What about the Israeli victims?
The 8 dead Israelis and dozens more who were injured in the terror attack appear to have gone unnoticed, with the focus of this article firmly on Egyptian casualties:
Israel moved swiftly to contain an escalating crisis with its ally Egypt following last Thursday’s cross-border attack by Palestinian militants in which at least three Egyptian police oficers were killed.
In The Guardian’s eyes, the terror attack is referred to as a “cross-border” attack while Israeli responses are part of a “cycle of rocket fire from Gaza and Israeli air strikes” – a clear case of moral equivalence.
Indeed, in an earlier article, the headline and the lead paragraph tell the same story of moral equivalence:
Israel and Gaza trade missiles and rockets in wake of bloodshed
Palestinian militants and Israeli forces traded rockets and missiles on Friday in a cycle of attack and counter-attack, as funerals took place in both Israel and Gaza following the bloodshed a day earlier.
At what point do terrorists who have already carried out attacks on Israeli civilian targets cease to be “suspected”? According to The Guardian:
Israel has pledged to investigate the deaths, which Egyptian officials say happened during a shoot-out between Israeli forces and suspected Palestinian militants. …
Egyptian officials say Israeli forces chased the suspected militants across the border, and a number of people were killed – including the police officers.
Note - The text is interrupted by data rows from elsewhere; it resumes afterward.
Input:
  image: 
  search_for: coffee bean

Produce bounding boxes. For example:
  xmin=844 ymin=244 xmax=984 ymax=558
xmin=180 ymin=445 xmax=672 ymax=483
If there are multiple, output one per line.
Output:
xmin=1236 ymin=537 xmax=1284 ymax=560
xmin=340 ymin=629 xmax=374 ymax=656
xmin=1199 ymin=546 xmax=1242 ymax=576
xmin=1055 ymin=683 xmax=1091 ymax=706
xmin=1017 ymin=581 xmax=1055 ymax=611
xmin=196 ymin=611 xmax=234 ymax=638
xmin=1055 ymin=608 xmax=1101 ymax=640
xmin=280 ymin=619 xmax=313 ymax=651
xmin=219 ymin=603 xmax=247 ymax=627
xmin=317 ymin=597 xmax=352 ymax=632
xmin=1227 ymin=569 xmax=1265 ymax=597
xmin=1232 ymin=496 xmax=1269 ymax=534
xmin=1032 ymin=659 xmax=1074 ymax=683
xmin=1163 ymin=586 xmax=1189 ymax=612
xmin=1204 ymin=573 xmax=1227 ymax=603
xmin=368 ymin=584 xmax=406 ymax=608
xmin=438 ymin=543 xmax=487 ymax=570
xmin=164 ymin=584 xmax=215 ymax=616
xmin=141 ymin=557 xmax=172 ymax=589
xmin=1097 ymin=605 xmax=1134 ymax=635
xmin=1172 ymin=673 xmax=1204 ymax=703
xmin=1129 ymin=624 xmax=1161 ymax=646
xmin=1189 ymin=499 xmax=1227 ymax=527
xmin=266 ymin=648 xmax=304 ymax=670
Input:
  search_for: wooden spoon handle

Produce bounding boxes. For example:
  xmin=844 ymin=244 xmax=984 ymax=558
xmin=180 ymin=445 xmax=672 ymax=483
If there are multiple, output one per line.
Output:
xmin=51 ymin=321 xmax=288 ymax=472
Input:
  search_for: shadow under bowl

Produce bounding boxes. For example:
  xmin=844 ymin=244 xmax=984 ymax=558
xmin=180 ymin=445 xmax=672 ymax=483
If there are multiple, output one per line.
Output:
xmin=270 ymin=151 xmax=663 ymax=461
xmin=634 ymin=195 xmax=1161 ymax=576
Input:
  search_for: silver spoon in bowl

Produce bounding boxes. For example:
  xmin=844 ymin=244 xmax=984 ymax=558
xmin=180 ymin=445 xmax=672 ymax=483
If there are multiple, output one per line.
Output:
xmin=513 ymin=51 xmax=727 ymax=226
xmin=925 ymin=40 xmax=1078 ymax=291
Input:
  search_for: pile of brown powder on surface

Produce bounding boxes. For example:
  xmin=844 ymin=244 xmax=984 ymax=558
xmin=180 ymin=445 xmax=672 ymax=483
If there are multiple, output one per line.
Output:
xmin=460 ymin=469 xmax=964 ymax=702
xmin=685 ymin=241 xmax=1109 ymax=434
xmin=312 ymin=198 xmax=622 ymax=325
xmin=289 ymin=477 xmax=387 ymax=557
The day after the terrorist attack, The Guardian demonstrated where its priorities lie by posting an online video: Israeli police and Palestinian youths clash in Jerusalem. The short footage itself of Israeli police on horseback deploying a water cannon to disperse a crowd of Palestinian youths is positively tame in comparison to scenes witnessed in the UK only a few weeks ago.
Yet, The Guardian couldn’t help itself, following a consistently anti-Israel agenda throughout the events of the past few days.